Don't mess with a sleeping bear...um, I mean Jeff

I love sleep. There are times when the world around me wants to communicate with me, while I'm sleeping, and I try to communicate back.

The results aren't pretty.

I don't always know what I say, and sometimes I slip back into the world of slumber, only to realize that I probably wasn't coherent.

On this occasion, I think I remember something about an alumni reunion. I think I also hung up on the poor guy.

Oops.

Sunday, March 09, 2008

Wanna fight?

Ah, yet something else I can thank my multiple years as a volunteer youth worker for:

27

Tuesday, March 04, 2008

Gut Check

I had a conversation with someone tonight that is messing with me. A question was posed to me that I can't get out of my head. How would I come up with that much money in a short time? Is it logistically possible to be ready that quick? Why would someone like me go?

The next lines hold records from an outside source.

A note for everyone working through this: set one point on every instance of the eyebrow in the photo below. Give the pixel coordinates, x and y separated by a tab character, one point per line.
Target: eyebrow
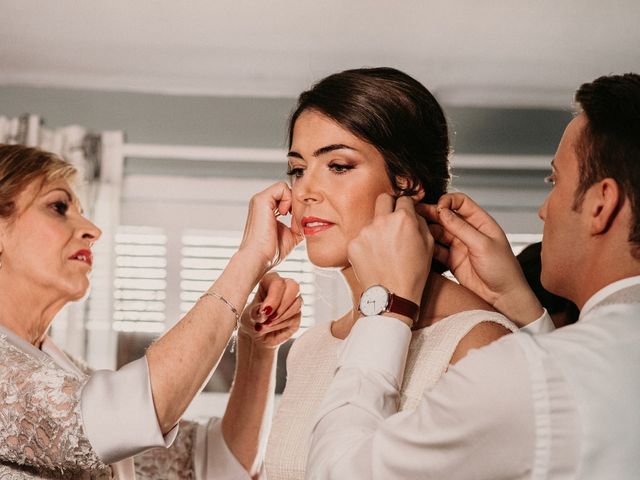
323	150
75	201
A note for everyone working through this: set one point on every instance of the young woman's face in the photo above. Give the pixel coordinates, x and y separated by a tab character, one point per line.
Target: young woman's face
47	246
336	178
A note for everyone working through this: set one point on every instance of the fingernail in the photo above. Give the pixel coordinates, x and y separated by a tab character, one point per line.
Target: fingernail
445	212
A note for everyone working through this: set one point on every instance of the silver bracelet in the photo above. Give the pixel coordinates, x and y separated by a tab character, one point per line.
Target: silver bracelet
233	309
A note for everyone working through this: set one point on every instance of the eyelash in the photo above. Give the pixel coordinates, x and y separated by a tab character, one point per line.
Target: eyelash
61	207
337	168
550	179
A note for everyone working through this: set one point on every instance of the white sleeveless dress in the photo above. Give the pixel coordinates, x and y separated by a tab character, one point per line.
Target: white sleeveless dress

Now, I'm not even sure that is was a serious question, but it has rocked me. Made me fearful, even.

In my life it seems like it would be a complete God thing.

Ultimately I guess I need to stand back and look at my life and evaluate why haven't I looked at the God sized opportunities in my life, and seized them.

Sunday, March 02, 2008

Work and Church = Worch?

Ugh. It is officially that time of the year. Upwards game days are over, the video upgrade is complete, and the On Fire rallies are taking place. My superior is heading on vacation in a few days for a week and a half. That means I will be continually stressed out over everything, including Upwards Awards Night and changing all the clocks in the church for the upcoming time change.(Thanks, Mitch.)

There is a certain word that is running through my head right now... it starts with a vay and ends with a kayshun. It is a funny occurrence that I discovered on last years excursion away from worch. I felt alive again.

Is that bad to say? I don't think so. But, I suppose that shouldn't be an excuse to check out. I still can do different things. I've been working on some scripture memorization. I still need to stick with it. I'm slowly finally reading through Red Moon Rising, and it is resonating in my soul. Here is something I read last night:

"Here's the question: 'Will we allow the things that breaks God's heart to break our hearts too?' It'll mean more tears, more listening. It may even be the reason why so many of us struggle with our own personal burdens and heartaches-- God is allowing us to feel pain, to be weak and broken so that our prayers have power."


I suppose the other thing I need to do is continue to connect with other human beings. Yes, I just typed that. There are several of the people out there that I enjoy playin Settlers of Catan with and partaking of the M. F. Grape.